Haniman parecía incómodo.

— ¿Alguna vez he dicho que no pensaba venir con vosotros?

— No. No lo has dicho. Pero todos advertimos lo que esconde tu corazón. En esta travesía no podemos tener descontentos, Haniman. Quiero que sepas que si prefieres quedarte, puedes hacerlo.

— ¿Y vivir entre los bengs?

— Y vivir entre los bengs, sí.

— No seas ridículo, Hresh. Donde vaya el Pueblo, allí iré yo.

— ¿Voluntariamente?

Haniman vaciló.

— Voluntariamente — respondió.

Hresh le tendió la mano.

— Te necesitaremos, lo sabes. Tú, Orbin y Staip sois ahora los hombres más fuertes con que contamos. Y nos espera mucho trabajo que hacer. Construiremos un mundo, Haniman.

— Reconstruiremos, querrás decir…

— No. Construiremos uno desde cero. Empezaremos todo de nuevo. Del anterior sólo quedan ruinas. Durante millones de años los seres humanos han construido mundos nuevos sobre las ruinas de los anteriores. Nosotros tendremos que hacer lo mismo, si queremos pensar que somos humanos…

— ¿Si queremos pensar que somos humanos?

— Que somos humanos. Sí — concluyó Hresh.

De pronto, sobre la cresta de las montañas, apareció el primer fulgor carmesí de la aurora.

— ¡Listos para marchar! — gritó Taniane —. ¡Formad filas! ¡A vuestros puestos! ¿Todos listos?

Haniman fue corriendo hasta su sitio. Taniane y Hresh encabezaban la formación. Detrás de ellos, los guerreros, y luego los trabajadores y los niños. Y al final, los carros cargados hasta los topes y arrastrados por los dóciles bermellones. Hresh miró las grandes torres de Vengiboneeza, difuminadas por la niebla, y detrás, la vasta extensión de montañas. Cerca del límite del asentamiento, unos pocos bengs les contemplaban de pie y en silencio. Torlyri estaba entre ellos. Llevaba un casco pequeño y gracioso, de metal rojo pulido como un espejo ¡Qué extraña resultaba Torlyri con ese casco! Hresh la vio levantar la mano para hacer las señales sagradas: las bendiciones de Mueri, la de Friit, la de Emakkis. La de Yissou. Aguardó a que hiciera el signo final, el de Dawinno. Sus miradas se encontraron, y ella le envió una cálida sonrisa de amor. Entonces, Hresh vio que las lágrimas inundaban los ojos de Torlyri y ella apartó la mirada, para alejarse tras los bengs encasquetados.

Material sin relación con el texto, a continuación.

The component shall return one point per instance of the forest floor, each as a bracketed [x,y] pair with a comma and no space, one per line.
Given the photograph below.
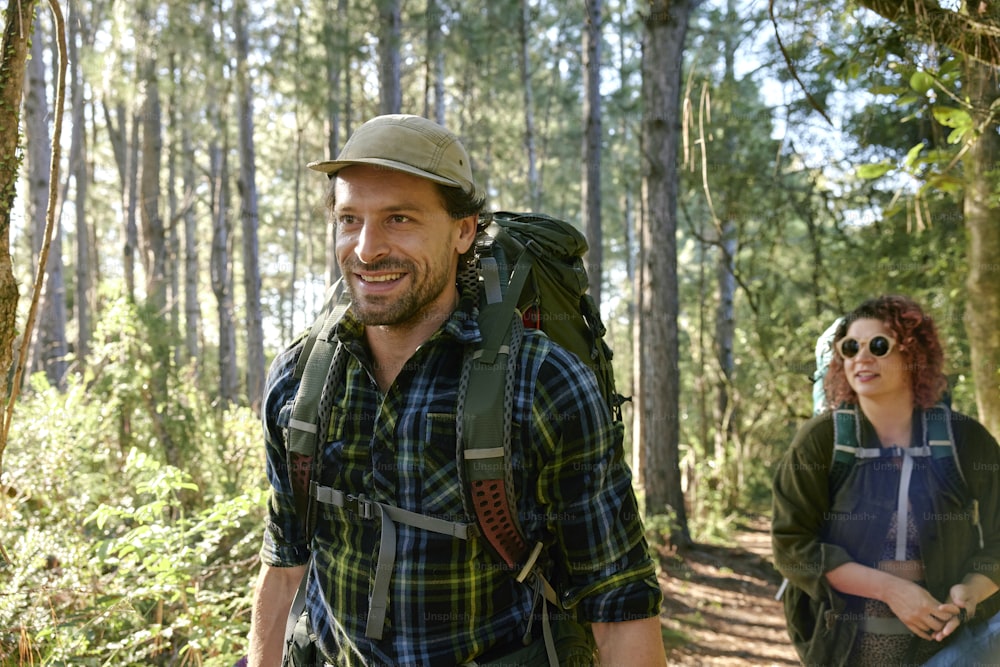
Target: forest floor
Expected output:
[720,604]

— ¡Cantad! — gritó Taniane —. ¡Todos a cantar! ¡Allí vamos! ¡Cantemos!

Eso había sucedido semanas antes. Ahora la gloriosa Vengiboneeza parecía un recuerdo borroso, y Hresh ya no lamentaba haber dejado atrás sus prodigiosos tesoros. Todavía no había asimilado la doble pérdida de Koshmar y Torlyri. La calidez de Torlyri y el vigor de Koshmar habían sido amputados como en siniestra cirugía, dejando un gran vacío en la tribu. Hresh presentía la débil presencia de Torlyri entre el Pueblo mientras marchaban hacia el sur y el oeste. Pero Koshmar… se había ido, desaparecido para siempre, y eso era muy duro.